For decades, the pond in the hamlet of Twin Lakes served as a peaceful lunch spot for travelers, as a wildlife viewing area for locals and as one of the most photographed spots in Colorado. When filled, the pond reflected an old barn and the snowcapped peaks of the Sawatch Range — an image that adorns postcards and tourism websites.

In this file photo from July 1, 2024, Barn Pond is seen drying up after a developer in the area blocked water from entering the stream feeding the pond, in Twin Lakes, Colorado. (Photo by RJ Sangosti/The Denver Post)

But the pond dried up last year after a developer altered the path of the stream water that filled it.

“All of a sudden, it was not a wonderful place,” said Kurt Schweigert, who has lived in Twin Lakes for nine years. “It was a big ol’ pit of mud.”

When the pond dried, the community organized.

On Sunday, residents gathered to celebrate the restoration of the pond after their collective efforts brought back the water flow. Twenty people — and four dogs — gathered near a new sign marking the creek before touring the water infrastructure put in place to restore the pond.

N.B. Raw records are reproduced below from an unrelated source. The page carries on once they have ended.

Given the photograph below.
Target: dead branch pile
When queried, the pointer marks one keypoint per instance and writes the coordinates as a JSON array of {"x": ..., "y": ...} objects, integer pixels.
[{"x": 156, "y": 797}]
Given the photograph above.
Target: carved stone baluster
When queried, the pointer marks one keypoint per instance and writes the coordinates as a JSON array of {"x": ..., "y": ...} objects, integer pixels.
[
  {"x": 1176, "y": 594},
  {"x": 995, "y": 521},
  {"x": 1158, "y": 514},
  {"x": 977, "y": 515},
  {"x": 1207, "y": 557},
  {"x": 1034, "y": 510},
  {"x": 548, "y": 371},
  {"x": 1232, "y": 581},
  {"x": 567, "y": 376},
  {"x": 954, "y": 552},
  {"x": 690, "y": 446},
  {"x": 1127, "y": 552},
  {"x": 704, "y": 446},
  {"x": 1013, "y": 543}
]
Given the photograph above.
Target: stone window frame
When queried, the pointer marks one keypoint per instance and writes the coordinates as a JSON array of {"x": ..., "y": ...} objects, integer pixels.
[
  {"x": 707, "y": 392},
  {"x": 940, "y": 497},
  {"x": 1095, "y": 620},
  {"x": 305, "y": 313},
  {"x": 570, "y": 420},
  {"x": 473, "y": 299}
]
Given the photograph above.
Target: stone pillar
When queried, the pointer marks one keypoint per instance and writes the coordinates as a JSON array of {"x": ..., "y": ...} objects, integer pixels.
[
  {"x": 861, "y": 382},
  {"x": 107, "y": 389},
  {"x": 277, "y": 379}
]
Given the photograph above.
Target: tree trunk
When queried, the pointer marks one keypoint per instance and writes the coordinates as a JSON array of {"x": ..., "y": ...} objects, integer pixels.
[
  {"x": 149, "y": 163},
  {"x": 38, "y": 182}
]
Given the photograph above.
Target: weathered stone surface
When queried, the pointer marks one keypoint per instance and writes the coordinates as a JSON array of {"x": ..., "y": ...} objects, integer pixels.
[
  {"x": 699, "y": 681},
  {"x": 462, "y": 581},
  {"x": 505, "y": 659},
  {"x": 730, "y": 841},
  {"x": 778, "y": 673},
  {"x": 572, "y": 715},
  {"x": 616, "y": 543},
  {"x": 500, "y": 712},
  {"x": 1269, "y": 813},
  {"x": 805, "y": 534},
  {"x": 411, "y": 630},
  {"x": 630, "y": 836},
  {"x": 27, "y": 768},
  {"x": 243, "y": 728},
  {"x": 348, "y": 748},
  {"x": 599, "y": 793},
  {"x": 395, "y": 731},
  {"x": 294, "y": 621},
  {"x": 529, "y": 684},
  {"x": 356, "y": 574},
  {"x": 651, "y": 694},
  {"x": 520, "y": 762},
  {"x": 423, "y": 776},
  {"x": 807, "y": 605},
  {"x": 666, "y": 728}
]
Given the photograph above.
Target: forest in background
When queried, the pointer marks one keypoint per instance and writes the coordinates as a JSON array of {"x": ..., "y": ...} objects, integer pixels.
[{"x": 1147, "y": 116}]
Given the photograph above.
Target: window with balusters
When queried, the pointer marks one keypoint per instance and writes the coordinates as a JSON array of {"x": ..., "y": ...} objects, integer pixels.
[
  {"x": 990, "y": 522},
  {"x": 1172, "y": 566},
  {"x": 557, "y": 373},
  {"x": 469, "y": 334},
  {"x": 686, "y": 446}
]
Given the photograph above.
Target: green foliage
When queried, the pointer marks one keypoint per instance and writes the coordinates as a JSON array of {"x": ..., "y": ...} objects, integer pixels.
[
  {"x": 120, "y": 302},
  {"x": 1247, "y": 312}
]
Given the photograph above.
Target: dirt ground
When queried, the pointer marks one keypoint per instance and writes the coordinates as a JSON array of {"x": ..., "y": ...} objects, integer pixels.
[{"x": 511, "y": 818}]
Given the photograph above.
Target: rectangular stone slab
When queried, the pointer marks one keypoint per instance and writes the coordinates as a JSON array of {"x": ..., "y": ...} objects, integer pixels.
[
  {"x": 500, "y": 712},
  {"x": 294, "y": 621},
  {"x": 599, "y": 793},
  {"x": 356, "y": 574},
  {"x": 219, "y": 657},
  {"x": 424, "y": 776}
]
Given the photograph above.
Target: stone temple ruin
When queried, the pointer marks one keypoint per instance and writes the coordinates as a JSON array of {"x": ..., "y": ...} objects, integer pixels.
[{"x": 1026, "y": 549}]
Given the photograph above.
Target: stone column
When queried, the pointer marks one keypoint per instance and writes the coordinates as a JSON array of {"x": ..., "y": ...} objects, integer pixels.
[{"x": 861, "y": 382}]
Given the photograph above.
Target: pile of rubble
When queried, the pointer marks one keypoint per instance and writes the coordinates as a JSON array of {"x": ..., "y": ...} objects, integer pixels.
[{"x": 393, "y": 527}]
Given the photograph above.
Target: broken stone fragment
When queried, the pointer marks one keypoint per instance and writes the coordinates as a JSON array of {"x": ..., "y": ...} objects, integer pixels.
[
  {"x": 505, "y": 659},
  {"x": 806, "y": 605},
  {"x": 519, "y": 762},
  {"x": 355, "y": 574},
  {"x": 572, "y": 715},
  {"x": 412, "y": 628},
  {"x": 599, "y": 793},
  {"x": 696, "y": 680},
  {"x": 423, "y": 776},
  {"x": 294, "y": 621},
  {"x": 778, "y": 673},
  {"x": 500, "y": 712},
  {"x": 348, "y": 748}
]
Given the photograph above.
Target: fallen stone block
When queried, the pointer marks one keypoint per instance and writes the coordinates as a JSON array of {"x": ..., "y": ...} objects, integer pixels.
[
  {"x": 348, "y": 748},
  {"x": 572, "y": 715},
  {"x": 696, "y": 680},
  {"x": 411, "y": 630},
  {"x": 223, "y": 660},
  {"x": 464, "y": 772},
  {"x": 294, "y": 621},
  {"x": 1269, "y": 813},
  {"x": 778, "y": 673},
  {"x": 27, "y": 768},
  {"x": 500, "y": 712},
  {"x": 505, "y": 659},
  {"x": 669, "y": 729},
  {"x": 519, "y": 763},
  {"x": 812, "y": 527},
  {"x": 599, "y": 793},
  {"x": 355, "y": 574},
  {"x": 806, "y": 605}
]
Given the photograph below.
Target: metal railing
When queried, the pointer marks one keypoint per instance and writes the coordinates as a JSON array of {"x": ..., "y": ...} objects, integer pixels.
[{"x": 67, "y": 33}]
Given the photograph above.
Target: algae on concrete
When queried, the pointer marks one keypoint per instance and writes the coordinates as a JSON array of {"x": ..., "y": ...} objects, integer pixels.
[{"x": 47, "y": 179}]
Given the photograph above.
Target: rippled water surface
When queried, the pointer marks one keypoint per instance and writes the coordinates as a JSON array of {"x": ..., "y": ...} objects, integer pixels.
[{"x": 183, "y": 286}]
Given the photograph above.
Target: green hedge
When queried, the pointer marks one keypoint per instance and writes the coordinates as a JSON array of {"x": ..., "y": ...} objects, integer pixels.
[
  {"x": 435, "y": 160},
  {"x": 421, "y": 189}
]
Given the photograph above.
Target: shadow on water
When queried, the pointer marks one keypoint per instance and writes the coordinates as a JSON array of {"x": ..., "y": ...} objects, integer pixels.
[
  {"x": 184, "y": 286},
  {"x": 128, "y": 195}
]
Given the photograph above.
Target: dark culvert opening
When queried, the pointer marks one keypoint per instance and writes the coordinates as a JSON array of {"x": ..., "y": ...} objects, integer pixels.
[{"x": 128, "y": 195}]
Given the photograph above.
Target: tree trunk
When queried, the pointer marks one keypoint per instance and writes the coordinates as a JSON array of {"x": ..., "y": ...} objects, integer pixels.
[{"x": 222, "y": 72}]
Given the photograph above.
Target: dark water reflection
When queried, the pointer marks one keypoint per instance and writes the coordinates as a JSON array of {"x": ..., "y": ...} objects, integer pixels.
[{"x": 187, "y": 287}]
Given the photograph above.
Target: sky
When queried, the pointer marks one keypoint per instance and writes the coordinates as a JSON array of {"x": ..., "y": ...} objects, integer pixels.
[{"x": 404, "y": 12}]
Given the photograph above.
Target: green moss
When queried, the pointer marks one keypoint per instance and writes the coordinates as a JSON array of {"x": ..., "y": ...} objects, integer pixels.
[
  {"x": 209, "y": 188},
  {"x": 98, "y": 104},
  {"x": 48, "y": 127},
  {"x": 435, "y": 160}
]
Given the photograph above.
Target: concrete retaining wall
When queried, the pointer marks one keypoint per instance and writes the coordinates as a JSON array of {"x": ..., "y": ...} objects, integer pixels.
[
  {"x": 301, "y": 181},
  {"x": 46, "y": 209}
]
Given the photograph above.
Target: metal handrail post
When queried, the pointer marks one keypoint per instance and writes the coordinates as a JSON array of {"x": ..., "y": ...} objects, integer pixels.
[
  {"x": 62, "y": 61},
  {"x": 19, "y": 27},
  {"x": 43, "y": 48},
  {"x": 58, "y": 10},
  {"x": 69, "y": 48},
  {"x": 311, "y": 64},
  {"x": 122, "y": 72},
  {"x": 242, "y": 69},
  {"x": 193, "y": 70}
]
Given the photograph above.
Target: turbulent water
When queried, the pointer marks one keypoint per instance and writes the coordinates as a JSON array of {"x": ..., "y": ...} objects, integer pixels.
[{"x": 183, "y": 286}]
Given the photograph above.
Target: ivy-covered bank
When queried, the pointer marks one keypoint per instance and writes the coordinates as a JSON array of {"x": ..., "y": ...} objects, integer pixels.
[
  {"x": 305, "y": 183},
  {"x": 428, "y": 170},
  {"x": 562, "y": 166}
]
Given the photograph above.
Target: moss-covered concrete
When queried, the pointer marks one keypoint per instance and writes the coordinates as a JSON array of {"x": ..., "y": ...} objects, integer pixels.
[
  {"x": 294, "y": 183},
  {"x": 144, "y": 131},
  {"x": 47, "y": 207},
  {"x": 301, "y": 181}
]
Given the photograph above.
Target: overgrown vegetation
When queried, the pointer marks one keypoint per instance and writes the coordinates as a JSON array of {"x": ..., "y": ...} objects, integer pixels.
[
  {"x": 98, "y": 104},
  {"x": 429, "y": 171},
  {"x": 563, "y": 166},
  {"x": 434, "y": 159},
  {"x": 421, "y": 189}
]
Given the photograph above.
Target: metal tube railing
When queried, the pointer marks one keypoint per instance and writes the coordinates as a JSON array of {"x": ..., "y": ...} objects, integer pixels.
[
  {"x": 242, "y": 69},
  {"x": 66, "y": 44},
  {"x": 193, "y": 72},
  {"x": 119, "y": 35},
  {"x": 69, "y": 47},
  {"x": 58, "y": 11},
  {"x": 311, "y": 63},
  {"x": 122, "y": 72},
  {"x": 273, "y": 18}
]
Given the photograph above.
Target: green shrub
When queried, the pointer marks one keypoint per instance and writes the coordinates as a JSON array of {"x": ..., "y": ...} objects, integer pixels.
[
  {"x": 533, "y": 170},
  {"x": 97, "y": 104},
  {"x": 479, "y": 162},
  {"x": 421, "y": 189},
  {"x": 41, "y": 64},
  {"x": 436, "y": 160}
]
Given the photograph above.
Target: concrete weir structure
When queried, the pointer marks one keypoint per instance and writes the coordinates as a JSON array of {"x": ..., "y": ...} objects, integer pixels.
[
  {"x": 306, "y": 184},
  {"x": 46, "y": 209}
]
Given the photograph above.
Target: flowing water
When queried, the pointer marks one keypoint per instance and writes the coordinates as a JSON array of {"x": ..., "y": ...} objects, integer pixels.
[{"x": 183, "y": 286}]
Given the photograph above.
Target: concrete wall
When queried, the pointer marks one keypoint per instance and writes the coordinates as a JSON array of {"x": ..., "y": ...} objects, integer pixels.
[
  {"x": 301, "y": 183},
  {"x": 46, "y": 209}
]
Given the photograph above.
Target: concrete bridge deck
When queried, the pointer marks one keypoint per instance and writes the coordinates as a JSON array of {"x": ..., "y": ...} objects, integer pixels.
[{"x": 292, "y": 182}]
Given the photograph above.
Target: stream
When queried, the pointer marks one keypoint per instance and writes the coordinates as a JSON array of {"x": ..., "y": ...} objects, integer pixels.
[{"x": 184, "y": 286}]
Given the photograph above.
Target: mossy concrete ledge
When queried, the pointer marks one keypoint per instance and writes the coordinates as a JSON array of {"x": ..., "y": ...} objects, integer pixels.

“Most people would probably look at this and say that the creek and the barn pond are no big deal,” said Rick Akin, who has owned a home in Twin Lakes for 18 years. “But to the people in Twin Lakes, this is a big deal. People were very, very upset about this — and they were just getting run over.”

The pond dried in May 2024 after a developer working on a luxury home community outside the town — — blocked water from flowing down through Twin Lakes.

The developer, Alan Elias, said then that he needed to make the change to meet a legal obligation to measure water flow farther downstream. State water officials declared the change legal, but the residents of Twin Lakes vowed to bring the pond back.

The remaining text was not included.